PDA

View Full Version : Troubleshooting fun!



Airbozo
12-03-2007, 01:40 PM
OK, So I have been working on a build for a customer that will be used to replace an SGI Octane2 in a medical device. Here are the specs;

Supermicro 3u server 8 drive bays and triple redundant PSU's
Dual quad core xeons
16gb of memory
nVidia 8500 512
adaptec 3805 raid controller
3x 300 GB SAS drives in raid 5 (for the os and sql)
3x 500 GB SATA-II drives in raid 5 (for data)

One of the great features of the 3805 (and the reason we use it) is the ability to connect SAS and SATA drives to the same controller _and_ even in the same raid set (although it would degrade the performance of the sas drives to the sata drives, so why would you bother).

I setup the system with the first 3 drives as sas raid 5 and the second 3 drives as sata raid 5, start the initialization and reboot into the windows server 2003 x64 install. Press F6 to install drivers, load drivers, select partition and start the install. The system gets to the point of reboot and when it comes back up I get an error with one of the sas drives. The raid controller complains that it can not find one of the sas drives. I go into the Adaptec bios and check the drives and they all seem fine. Reboot to finish the initialization and I get another failed drive (not the same one).

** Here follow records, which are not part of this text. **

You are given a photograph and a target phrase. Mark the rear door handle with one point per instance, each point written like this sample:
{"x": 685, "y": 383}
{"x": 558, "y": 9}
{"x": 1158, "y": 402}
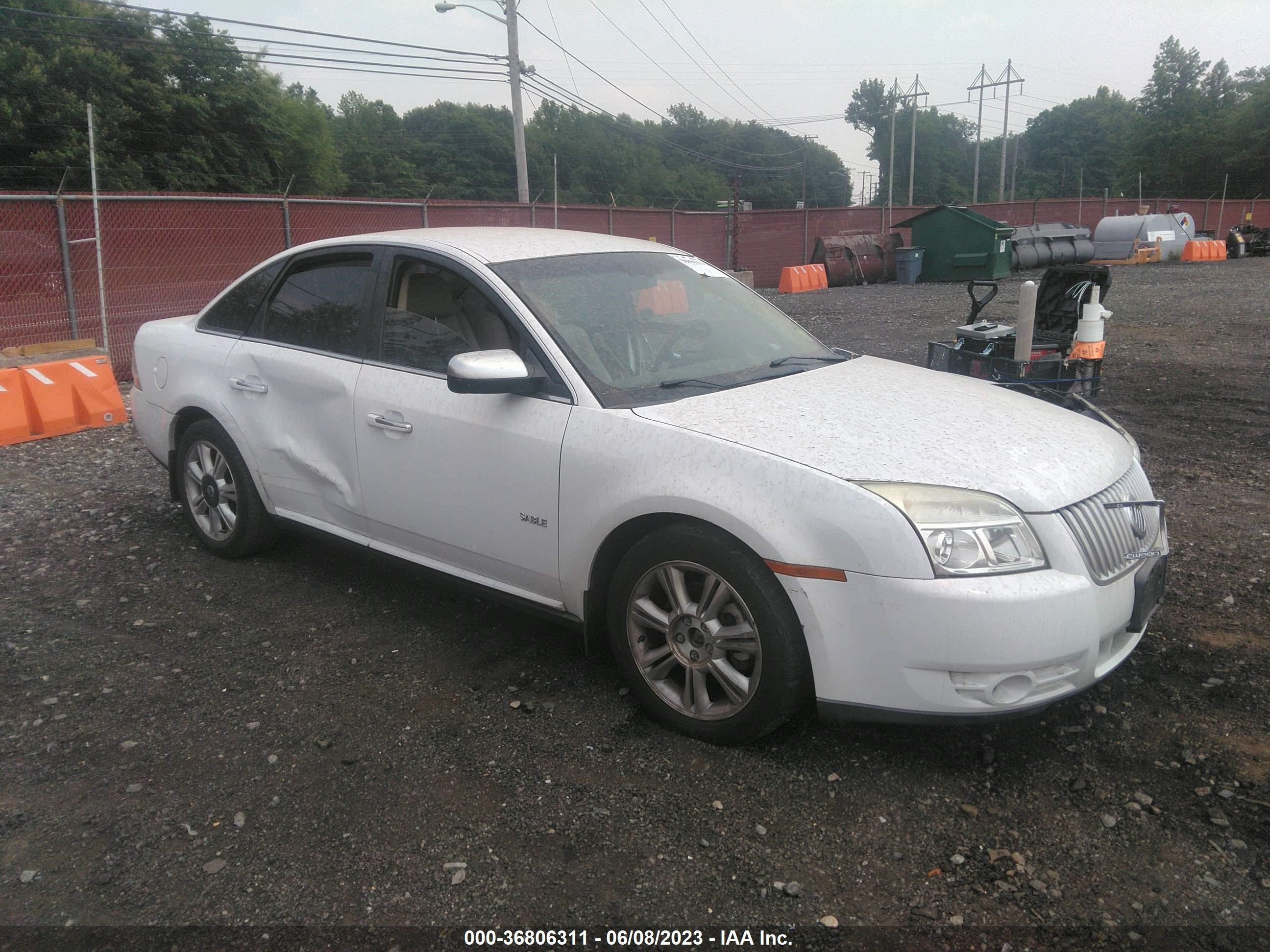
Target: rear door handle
{"x": 385, "y": 423}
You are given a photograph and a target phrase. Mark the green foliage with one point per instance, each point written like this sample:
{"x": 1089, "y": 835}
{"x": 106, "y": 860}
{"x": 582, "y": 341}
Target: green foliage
{"x": 179, "y": 107}
{"x": 944, "y": 162}
{"x": 1192, "y": 123}
{"x": 1086, "y": 139}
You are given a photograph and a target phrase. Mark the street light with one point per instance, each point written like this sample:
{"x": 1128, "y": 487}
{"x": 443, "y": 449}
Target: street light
{"x": 513, "y": 71}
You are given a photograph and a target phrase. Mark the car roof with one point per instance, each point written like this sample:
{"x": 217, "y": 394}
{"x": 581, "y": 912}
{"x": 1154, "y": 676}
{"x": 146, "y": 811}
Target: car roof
{"x": 503, "y": 244}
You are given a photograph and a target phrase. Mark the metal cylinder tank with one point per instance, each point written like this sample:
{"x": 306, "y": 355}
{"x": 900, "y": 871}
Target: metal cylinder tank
{"x": 1116, "y": 235}
{"x": 1044, "y": 245}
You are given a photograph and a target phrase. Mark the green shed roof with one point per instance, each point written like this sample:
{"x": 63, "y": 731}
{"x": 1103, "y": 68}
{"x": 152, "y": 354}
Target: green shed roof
{"x": 969, "y": 215}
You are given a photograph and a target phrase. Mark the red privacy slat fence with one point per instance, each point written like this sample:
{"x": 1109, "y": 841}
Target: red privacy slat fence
{"x": 170, "y": 254}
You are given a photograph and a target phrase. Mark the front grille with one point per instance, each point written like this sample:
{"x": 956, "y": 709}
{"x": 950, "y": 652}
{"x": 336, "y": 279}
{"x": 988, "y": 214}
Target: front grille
{"x": 1106, "y": 536}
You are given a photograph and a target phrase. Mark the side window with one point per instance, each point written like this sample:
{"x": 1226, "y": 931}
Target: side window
{"x": 233, "y": 314}
{"x": 434, "y": 314}
{"x": 319, "y": 305}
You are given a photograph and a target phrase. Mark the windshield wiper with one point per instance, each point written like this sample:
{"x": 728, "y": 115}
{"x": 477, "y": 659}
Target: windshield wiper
{"x": 691, "y": 382}
{"x": 827, "y": 358}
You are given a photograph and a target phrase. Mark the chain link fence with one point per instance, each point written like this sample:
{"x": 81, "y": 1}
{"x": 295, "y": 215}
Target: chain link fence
{"x": 167, "y": 256}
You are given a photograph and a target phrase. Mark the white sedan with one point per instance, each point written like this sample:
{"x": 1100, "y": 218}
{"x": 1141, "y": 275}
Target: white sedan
{"x": 619, "y": 433}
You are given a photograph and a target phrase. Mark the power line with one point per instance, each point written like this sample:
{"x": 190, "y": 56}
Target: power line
{"x": 218, "y": 36}
{"x": 286, "y": 29}
{"x": 556, "y": 92}
{"x": 89, "y": 40}
{"x": 592, "y": 106}
{"x": 567, "y": 63}
{"x": 711, "y": 59}
{"x": 655, "y": 61}
{"x": 675, "y": 40}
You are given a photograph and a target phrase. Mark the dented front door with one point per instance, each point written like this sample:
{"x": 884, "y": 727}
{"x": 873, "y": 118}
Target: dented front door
{"x": 296, "y": 410}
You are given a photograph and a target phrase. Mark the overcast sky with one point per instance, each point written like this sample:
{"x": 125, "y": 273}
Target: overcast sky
{"x": 790, "y": 57}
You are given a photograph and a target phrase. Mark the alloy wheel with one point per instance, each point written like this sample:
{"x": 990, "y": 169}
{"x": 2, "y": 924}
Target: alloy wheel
{"x": 694, "y": 640}
{"x": 211, "y": 492}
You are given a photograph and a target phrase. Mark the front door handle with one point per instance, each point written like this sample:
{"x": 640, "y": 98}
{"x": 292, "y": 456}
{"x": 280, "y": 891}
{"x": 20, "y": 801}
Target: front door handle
{"x": 385, "y": 423}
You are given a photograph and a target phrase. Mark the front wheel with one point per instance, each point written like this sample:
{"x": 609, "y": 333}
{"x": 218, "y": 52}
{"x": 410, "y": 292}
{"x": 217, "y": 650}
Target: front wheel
{"x": 218, "y": 496}
{"x": 707, "y": 636}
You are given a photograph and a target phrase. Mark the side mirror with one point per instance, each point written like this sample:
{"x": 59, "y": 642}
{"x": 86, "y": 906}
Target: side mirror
{"x": 492, "y": 372}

OK, swap the controller, cables and backplane of the array. Still fails. Called SuperMicro and Adaptec and setup the second and third systems to test. Same failures. I know that this functions as these are not the first systems to be setup this way. We have delivered 12 identical systems since March and have had no issues.

I found that the only difference is that the Backplanes have been upgraded to version 2.2 and a new company is manufacturing them for SuperMicro.

OK now the funny part. We purchase quite a bit of product from Adaptec and they are close, so they sent one of their high level engineering managers over to gather some info and try to find a workaround. The Adaptec rep, Grace Wang shows up and I take her into the lab to show her the issue. Only problem? I cannot get any of the three systems to fail. I spent the next half hour rebooting systems waiting for it to fail. Nothing. Typical that the engineer shows up and sees nothing wrong. On a hunch I wiped out both raid sets on one system and re-configure them, and reboot. YAY! It failed!

Turns out the problem only happens when _both_ the SAS and SATA raid sets are initializing and the system gets rebooted. Currently the workaround is to _only_ configure the SAS raid set, then install the OS and utilities, then once the SAS drives are initialized (several hours), it is OK to configure and initialize the SATA raid set. Adaptec considers this a major issue since they tout the fact that you can run both drives off of one card and the initialization is _supposed_ to be transparent to the operation of the system (except for a performance hit on the drives during initialization).

It was a REALLY tough week but I was able to get my angst out Friday night at the Hockey game.

Cannibal23
12-03-2007, 02:56 PM
wow thats an anoying little gotcha. glad you and Adaptec managed to find it. hopefully there will be a firmware update to fix that. nice catch +rep

crenn
12-04-2007, 06:01 AM
Isn't it funny that when problems happen and someone gets sent to fix it.... that the problem suddenly disappears!

Airbozo
12-04-2007, 11:58 AM
Isn't it funny that when problems happen and someone gets sent to fix it.... that the problem suddenly disappears!

It is funny. I have also been known as that person. At McDonnell Douglas, when the guys down on the hangar floor needed me to fix a computer, they would ask for me and remind me to bring my magic screwdriver. How I got that rep is another funny story.

Scotty
12-04-2007, 01:53 PM
Isn't it funny that when problems happen and someone gets sent to fix it.... that the problem suddenly disappears!

Like ,my internet, doesn't work no matter what i try, call them up say they don't have a problem, put phone down hit F5 and it works again... Stupid Virgin Media, stupid crappy internet...

Airbozo
12-04-2007, 02:50 PM
Like ,my internet, doesn't work no matter what i try, call them up say they don't have a problem, put phone down hit F5 and it works again... Stupid Virgin Media, stupid crappy internet...

...sounds like a name lookup or arp issue. Once they ping your system it suddenly can communicate again... Been down that road and I have more gray hair because of it.